Let $(M_t)_{t \in \mathbb R^+}$ be a continuous martingale with regard to a filtration $(\mathcal F_t)$ generated by a continuous stochastic process $(Y_t)$.

Is it true that there exists a Brownian motion $(B_t)$ adapted to $(\mathcal F_t)$ and a stochastic process $(X_t)$ such that $M_t=M_0+\int_0^t X_s d B_s$ ?

This is nearly the martingale representation theorem: Let $(B_t)$ be a standard Brownian motion defined on a probability space $(\Omega, \mathcal{F}, \mathbb{P})$ and $\left\{\mathcal{F}_{t}\right\}_{t \geq 0}$ be its natural filtration. Then, every $\left\{\mathcal{F}_{t}\right\}$-local martingale $M$ can be written as \begin{equation*} M_t=M_{0}+\int_0^t \xi_s d B_s \end{equation*} for a predictable, $B$-integrable, process $\xi$ (statement taken from: https://almostsuremath.com/2010/05/25/the-martingale-representation-theorem/).
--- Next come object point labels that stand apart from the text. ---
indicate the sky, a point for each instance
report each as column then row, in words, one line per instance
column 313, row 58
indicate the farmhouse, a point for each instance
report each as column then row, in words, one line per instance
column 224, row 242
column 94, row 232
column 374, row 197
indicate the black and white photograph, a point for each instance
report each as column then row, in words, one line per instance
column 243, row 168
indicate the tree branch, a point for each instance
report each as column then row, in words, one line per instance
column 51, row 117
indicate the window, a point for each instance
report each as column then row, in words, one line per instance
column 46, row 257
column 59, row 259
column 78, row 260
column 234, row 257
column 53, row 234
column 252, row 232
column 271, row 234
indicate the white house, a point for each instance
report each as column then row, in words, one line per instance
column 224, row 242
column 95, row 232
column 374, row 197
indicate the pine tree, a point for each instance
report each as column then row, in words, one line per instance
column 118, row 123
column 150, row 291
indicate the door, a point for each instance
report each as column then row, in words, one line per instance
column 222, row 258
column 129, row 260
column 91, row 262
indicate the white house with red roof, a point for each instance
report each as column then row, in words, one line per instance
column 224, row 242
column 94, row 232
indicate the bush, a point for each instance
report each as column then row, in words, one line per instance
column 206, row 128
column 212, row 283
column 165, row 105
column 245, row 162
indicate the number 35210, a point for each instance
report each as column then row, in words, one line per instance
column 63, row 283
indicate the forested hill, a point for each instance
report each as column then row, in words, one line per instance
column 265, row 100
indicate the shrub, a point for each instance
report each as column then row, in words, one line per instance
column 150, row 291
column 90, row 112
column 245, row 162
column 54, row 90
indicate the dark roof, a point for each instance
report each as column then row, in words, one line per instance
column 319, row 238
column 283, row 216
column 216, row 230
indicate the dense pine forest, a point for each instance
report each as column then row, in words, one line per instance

In my statement, $(\mathcal F_t)$ is not necessarily generated by Brownian motion. Does it still work?

  • 3
    $\begingroup$ My intuition says no. $\endgroup$
    – user545426
    Commented Feb 14, 2022 at 19:05

1 Answer 1


If a continuous martingale $(M_t)_{t\in\mathbb{R}_+}$ could be written as a stochastic integral with respect to Brownian motion $(B_t)$: \begin{equation*} M_t=M_0+\int^t_0 X_s\,\text{d}B_s, \end{equation*} where $X$ is predictable. Then \begin{equation*} \langle M\rangle_t=\int_0^tX_s^2\,\text{d}s. \end{equation*} Furthermore, from above equality and Radon-Nikodym theorem, for Lebesgue measure $\lambda$, \begin{equation*} \text{d}\langle M\rangle \ll \text{d}\lambda. \quad(\text{absolute continuous of measures})\tag{1} \end{equation*} Now suppose $F$ is a continuous increasing function with $F(0)=0$ and $\text{d}F\bot\text{d}\lambda$(mutual singular), then there exist $\{Z(t), t\ge 0\}$ a continuous Gaussian process with \begin{equation*} \mathsf{E}[Z_t]=0,\qquad \mathsf{E}[Z_sZ_t]=F(s\wedge t), \quad s,t\ge0. \end{equation*} Since $Z$ is a continuous process with independent increments and $\mathsf{E}[Z_t]=0 $, hence $Z$ is also a continuous martingale with $\langle Z\rangle =F $, it doesn't satisfy (1), so continuous martingale $Z$ doesn't be written as a stochastic integral w.r.t. BM.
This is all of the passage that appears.